# Hand forged Timber Framing tools, chisels and slicks



## logjacob (Sep 22, 2011)

I and my friend (master blacksmith) made chisels and a slick for my upcoming Timber Framing project. He made the steel parts. I made handles and leather tip guards. In my opinion chisels and the slick came out very high quality. So the idea was born - to make my own Timber Framing hand tool workshop were we could manufacture high quality fully hand made tools.

Maybe there are anyone who can give me some advice or some dealer/manager or craftsmen who are interested to take apart in my new idea or someone who wants to order some kind of any hand forged tools.
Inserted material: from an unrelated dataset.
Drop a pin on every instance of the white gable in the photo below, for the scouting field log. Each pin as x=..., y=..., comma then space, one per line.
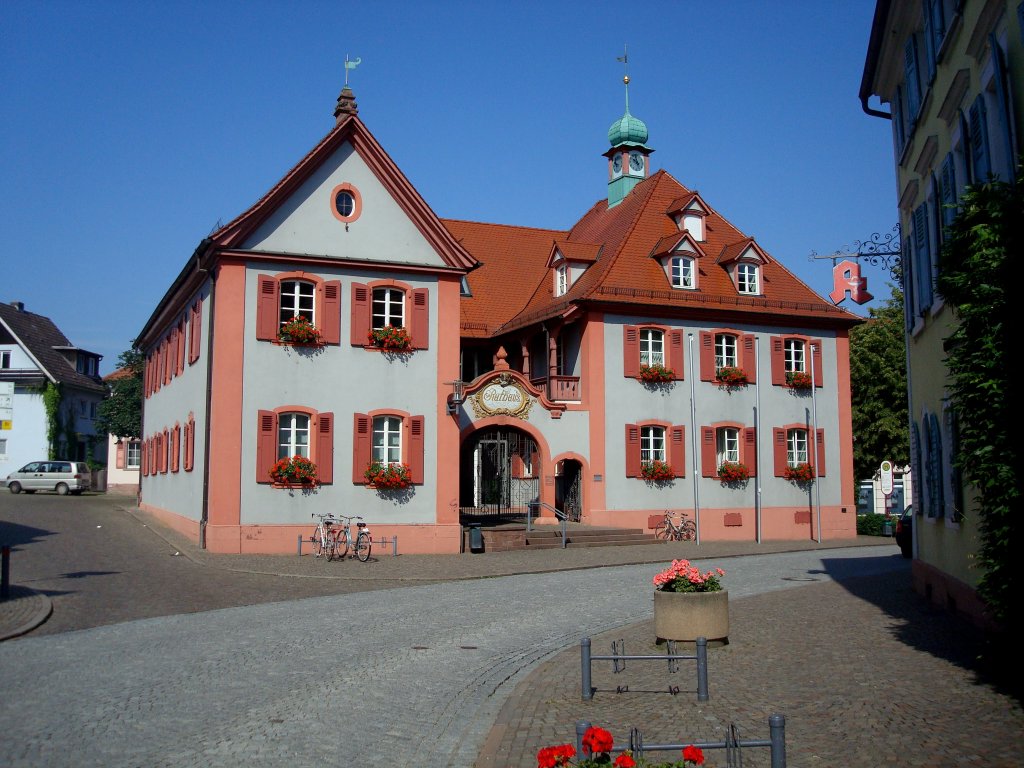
x=305, y=222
Chisels are made from high quality carbon steel.

The steel is fully hand forged, we don't use a pneumatic hammer. The fracture of the tools looks antique.

Handles are made from ash tree and then linseed oiled.

They come with handmade leather tip guards.

Chisel width: 2" and 1 and 1/2"

Slick width: 3"

Thank you.

Jacob

Larger images available here:


__
https://flic.kr/p/5846408910


----------



## DaddyT (Oct 15, 2008)

Very nice looking chisels. You and your friend have done an excellent job. One thing I would suggest is a makers mark. You know, something that says "I made this". So how much are you selling them for?


----------



## logjacob (Sep 22, 2011)

Hey. If you look closer at the place where the socket begins - there is a Blacksmith's mark on the tools. There are two initials "KD". As the tools are fully hand forged and hand made, the cost would be:

2 inch chisel: 110 $ + Shipping

1 1/2 inch chisel: 100 $ + Shipping

3 inch slick: 125 $


----------



## jeffro (Jan 11, 2011)

nice looking tools


----------



## Bertha (Jan 10, 2011)

Really, really, really nice.


----------